The Problems with What You've Tried
There are a few problems with what you've tried:
- It will omit the first and last characters of your match from the group, giving you something like
asui Chitets
.
- It will have even more errors on strings that start with
P
or W
. For example, in PW[Paul McCartney]
, you would match only ul McCartne
with the group and ul McCartney
with the full match.
The Regex
You want something like this:
(?<=\[)([^]]+)(?=\])
Here's a regex101 demo.
Explanation
(?<=\[)
means that the match must be preceded by [
([^]]+)
matches 1 or more characters that are not ]
(?=\])
means that the match must be followed by ]
Sample Code
Here's some sample code (from the above regex101 link):
# coding=utf8
# the above tag defines encoding for this document and is for Python 2.x compatibility
import re
regex = r"(?<=\[)([^]]+)(?=\])"
test_str = "PW[Yasui Chitetsu]"
matches = re.finditer(regex, test_str, re.MULTILINE)
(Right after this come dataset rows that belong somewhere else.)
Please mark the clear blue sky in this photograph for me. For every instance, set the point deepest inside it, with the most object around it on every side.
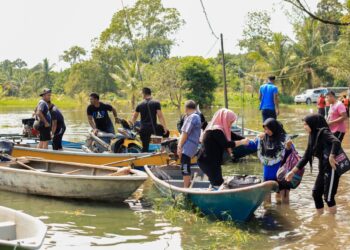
(35, 29)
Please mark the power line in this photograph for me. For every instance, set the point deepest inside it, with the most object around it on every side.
(206, 17)
(212, 47)
(131, 40)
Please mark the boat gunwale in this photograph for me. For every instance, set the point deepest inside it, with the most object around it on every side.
(41, 230)
(82, 153)
(272, 184)
(139, 174)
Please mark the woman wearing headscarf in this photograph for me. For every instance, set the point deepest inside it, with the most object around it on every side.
(324, 145)
(215, 140)
(273, 148)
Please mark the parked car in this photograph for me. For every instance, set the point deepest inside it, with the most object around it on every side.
(310, 95)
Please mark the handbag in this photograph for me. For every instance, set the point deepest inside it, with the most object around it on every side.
(290, 163)
(343, 163)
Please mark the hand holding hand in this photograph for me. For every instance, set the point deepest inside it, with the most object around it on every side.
(289, 144)
(289, 176)
(245, 142)
(332, 162)
(261, 136)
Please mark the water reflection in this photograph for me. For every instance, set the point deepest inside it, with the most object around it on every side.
(90, 225)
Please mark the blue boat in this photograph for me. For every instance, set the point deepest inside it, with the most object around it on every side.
(237, 203)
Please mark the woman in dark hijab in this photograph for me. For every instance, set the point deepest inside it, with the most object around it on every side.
(324, 145)
(273, 149)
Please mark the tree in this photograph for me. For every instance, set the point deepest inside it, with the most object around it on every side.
(275, 57)
(127, 76)
(256, 30)
(73, 55)
(302, 7)
(199, 80)
(308, 48)
(89, 76)
(329, 9)
(144, 31)
(166, 79)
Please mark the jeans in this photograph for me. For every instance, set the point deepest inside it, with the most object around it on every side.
(268, 113)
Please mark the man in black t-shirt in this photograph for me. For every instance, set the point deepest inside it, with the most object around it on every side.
(149, 110)
(58, 127)
(97, 113)
(43, 119)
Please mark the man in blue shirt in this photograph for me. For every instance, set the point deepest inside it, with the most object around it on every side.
(189, 140)
(268, 96)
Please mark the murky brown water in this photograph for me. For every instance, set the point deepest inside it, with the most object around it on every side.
(85, 225)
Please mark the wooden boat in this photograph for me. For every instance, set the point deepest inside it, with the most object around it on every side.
(238, 203)
(20, 231)
(68, 180)
(79, 156)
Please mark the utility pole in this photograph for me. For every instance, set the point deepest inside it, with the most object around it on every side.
(224, 69)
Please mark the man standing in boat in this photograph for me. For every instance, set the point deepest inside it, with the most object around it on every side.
(189, 140)
(268, 96)
(97, 113)
(149, 109)
(58, 127)
(43, 119)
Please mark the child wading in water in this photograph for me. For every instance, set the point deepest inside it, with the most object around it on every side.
(189, 140)
(273, 149)
(324, 145)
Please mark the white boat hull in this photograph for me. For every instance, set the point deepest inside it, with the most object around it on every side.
(29, 232)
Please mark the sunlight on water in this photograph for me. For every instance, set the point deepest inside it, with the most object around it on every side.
(131, 225)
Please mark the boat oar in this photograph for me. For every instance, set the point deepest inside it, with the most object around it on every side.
(133, 159)
(99, 141)
(23, 164)
(193, 179)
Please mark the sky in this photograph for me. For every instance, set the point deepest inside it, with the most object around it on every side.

for matchNum, match in enumerate(matches):
matchNum = matchNum + 1
print ("Match {matchNum} was found at {start}-{end}: {match}".format(matchNum = matchNum, start = match.start(), end = match.end(), match = match.group()))
for groupNum in range(0, len(match.groups())):
groupNum = groupNum + 1
print ("Group {groupNum} found at {start}-{end}: {group}".format(groupNum = groupNum, start = match.start(groupNum), end = match.end(groupNum), group = match.group(groupNum)))
# Note: for Python 2.7 compatibility, use ur"" to prefix the regex and u"" to prefix the test string and substitution.
Semicolons
In your title, you mentioned finding text between semicolons. The same logic would work for that, giving you this regex:
(?<=;)([^;]+)(?=;)